Par comparaison avec d'autres de ses alliés, on a souvent baptisé Hollande de social-démocrate. Il en est vaguement l'homme sandwich des grands boulevards mais son for intérieur est plus proche de Christian Eckert que de Jacques Delors.

Est-ce que la gauche social-démocrate n'est pas justement en train de mourir en partie de cette incapacité à gérer cette schizophrénie selon vous?

Je pense que la gauche social-démocrate à bonne colorimétrie socialiste va se reconstruire notamment autour d'un homme comme Boris Vallaud dont le mentor fût notamment Henri Emmanuelli.

Cette reconstruction se fera sur le socle d'une redistribution par l'impôt mais aussi par l'allocation directe des ressources décrite par Robert Musgrave ( Théorie des finances publiques, 1959 ).

La Nouvelle Gauche doit se refonder et elle le sait. Certainement via des élus travailleurs et convaincus de leur substrat idéologique contrairement à François Hollande qui oscille en permanence au point de donner le mal de mer. Le livre " Un Président ne devrait pas dire cela " de David et Lhomme est affligeant et démontre qu'il n'est pas porteur d'une fraction de doctrine : il est monsieur petites phrases, monsieur réseautage et monsieur louvoiement.

Comment la gauche pourrait-elle justement surmonter cet obstacle idéologique, est-ce que François Hollande qu'on devine essayer de se replacer au centre de son parti n'a pas tout intérêt à débloquer cette situation ? 

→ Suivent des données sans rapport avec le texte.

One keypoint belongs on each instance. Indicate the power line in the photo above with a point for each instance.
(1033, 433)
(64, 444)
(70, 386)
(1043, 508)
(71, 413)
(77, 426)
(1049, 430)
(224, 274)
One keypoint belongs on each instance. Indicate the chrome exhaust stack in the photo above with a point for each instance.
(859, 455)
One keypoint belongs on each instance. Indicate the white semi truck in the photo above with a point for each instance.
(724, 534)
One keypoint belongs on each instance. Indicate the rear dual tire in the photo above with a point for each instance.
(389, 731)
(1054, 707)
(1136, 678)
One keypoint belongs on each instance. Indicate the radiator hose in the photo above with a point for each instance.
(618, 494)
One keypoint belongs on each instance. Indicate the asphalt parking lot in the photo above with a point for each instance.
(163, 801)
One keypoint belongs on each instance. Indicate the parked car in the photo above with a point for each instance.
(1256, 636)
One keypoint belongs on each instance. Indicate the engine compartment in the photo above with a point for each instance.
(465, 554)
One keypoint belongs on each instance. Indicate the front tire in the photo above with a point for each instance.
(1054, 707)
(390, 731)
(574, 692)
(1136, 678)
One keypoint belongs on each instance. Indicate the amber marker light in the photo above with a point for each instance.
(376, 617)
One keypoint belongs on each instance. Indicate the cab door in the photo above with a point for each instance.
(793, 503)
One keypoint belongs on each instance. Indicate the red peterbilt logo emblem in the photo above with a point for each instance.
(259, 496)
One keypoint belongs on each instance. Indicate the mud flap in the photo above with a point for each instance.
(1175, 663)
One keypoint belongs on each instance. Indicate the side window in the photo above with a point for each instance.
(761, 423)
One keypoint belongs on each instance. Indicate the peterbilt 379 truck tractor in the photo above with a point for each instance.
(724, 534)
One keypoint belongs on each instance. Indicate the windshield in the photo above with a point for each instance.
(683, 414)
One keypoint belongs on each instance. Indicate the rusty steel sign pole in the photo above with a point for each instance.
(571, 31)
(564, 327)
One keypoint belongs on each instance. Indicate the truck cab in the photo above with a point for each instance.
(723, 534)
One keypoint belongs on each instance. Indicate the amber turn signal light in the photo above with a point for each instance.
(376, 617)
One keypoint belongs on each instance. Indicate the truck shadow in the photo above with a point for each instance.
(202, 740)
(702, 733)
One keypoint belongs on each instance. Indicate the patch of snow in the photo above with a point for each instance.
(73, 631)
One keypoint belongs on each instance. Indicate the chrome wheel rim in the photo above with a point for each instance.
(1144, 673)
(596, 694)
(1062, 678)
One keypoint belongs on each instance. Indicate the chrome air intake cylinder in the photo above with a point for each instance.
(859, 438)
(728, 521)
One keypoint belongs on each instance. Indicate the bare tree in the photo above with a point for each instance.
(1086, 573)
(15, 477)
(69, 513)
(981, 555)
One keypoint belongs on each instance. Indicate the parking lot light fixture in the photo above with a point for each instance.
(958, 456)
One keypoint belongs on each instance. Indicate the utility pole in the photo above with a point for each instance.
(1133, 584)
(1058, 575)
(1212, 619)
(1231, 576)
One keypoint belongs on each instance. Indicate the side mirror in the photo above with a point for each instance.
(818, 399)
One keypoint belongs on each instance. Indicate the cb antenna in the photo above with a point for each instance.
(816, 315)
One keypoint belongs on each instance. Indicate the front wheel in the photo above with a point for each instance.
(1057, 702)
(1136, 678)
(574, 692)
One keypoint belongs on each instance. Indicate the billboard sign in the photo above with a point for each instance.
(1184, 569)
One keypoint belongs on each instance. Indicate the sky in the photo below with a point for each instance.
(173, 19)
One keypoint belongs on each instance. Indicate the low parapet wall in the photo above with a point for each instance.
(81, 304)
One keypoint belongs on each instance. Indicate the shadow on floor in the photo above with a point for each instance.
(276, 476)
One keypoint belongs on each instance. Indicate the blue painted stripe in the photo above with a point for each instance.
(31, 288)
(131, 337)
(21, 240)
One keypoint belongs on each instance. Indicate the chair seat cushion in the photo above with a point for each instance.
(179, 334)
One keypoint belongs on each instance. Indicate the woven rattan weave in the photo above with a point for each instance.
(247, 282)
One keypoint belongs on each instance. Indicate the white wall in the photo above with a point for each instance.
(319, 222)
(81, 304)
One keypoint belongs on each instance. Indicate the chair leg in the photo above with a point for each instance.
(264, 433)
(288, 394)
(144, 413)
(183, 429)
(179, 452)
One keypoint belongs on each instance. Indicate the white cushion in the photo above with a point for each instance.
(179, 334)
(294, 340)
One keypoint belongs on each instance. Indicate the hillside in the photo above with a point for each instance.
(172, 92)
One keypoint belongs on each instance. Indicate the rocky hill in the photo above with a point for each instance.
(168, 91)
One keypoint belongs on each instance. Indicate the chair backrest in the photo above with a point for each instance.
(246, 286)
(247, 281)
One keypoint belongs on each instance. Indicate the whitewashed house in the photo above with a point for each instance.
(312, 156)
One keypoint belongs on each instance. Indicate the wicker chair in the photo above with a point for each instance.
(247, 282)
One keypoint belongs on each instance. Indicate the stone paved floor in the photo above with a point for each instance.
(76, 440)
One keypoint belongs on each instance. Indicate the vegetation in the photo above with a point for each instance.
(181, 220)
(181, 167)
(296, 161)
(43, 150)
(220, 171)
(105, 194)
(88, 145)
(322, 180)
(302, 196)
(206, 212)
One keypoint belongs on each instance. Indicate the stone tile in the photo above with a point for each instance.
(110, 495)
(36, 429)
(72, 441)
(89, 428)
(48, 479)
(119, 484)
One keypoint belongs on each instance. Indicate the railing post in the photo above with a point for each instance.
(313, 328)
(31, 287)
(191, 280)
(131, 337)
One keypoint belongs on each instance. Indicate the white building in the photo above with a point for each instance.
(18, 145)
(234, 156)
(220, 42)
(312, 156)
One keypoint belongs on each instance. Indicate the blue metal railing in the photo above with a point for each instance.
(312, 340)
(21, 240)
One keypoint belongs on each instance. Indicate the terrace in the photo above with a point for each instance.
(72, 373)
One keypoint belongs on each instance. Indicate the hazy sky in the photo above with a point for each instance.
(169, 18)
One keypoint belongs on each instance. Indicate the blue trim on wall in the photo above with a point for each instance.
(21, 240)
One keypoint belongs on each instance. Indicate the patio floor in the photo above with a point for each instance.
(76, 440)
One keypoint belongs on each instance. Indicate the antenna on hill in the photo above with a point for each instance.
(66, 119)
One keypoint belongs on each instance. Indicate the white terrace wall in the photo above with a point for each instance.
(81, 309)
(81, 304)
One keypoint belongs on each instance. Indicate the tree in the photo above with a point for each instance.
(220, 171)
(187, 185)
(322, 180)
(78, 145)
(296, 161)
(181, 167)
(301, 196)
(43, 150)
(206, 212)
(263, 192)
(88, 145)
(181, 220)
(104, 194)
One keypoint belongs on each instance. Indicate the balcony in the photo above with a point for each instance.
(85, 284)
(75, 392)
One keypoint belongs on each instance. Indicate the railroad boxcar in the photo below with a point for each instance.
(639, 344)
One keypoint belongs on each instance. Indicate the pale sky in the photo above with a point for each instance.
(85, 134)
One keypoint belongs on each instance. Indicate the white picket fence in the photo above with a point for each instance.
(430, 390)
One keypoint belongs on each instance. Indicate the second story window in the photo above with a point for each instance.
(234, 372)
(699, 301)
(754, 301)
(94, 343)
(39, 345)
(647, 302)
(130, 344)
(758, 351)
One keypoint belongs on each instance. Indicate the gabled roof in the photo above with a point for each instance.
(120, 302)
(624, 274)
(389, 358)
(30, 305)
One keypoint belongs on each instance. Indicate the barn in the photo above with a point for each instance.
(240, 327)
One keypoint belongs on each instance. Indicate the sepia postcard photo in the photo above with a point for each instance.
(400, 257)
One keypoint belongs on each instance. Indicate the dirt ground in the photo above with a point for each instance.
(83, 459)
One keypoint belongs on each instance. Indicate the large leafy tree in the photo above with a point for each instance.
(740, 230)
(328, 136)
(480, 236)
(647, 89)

Le goût du pouvoir chez Hollande, c'est aussi important que la viande dans le steak tartare. Vous pouvez mettre tous les condiments que vous voulez, l'ambition frénétique demeure. Comme vous dites, il va essayer de se " replacer ". Doux euphémisme.

Ne pas être capable de se taire six mois après une raclée ( car ne pas être en mesure de se représenter, ce n'était pas autre chose qu'un échec cuisant ) n'est pas un synonyme de maturité ou de lucidité.

Décidément cet ancien élu de Corrèze use les nerfs de ses camarades en méconnaissant systématiquement le principe de Peter, donc ses limites.

Ni Mendès-France, ni Mitterrand, ni Blum : tout simplement un hasard malencontreux de notre Histoire nationale qui, en plus, se croit qualifié pour parler d'économie. Et si on regardait la gestion hollandiste du département de la Corrèze ? Et si on parlait des 800 milliards de dette hors-bilan qui s'ajoutent aux 634 milliards de dette au sens de Maastricht de son quinquennat ?

Face à un tel palmarès, le prince déchu sans combattre qu'est François Hollande devrait se contenter d'un télégramme à l'adresse d'Audrey Azoulay récemment désignée directrice générale de l'UNESCO.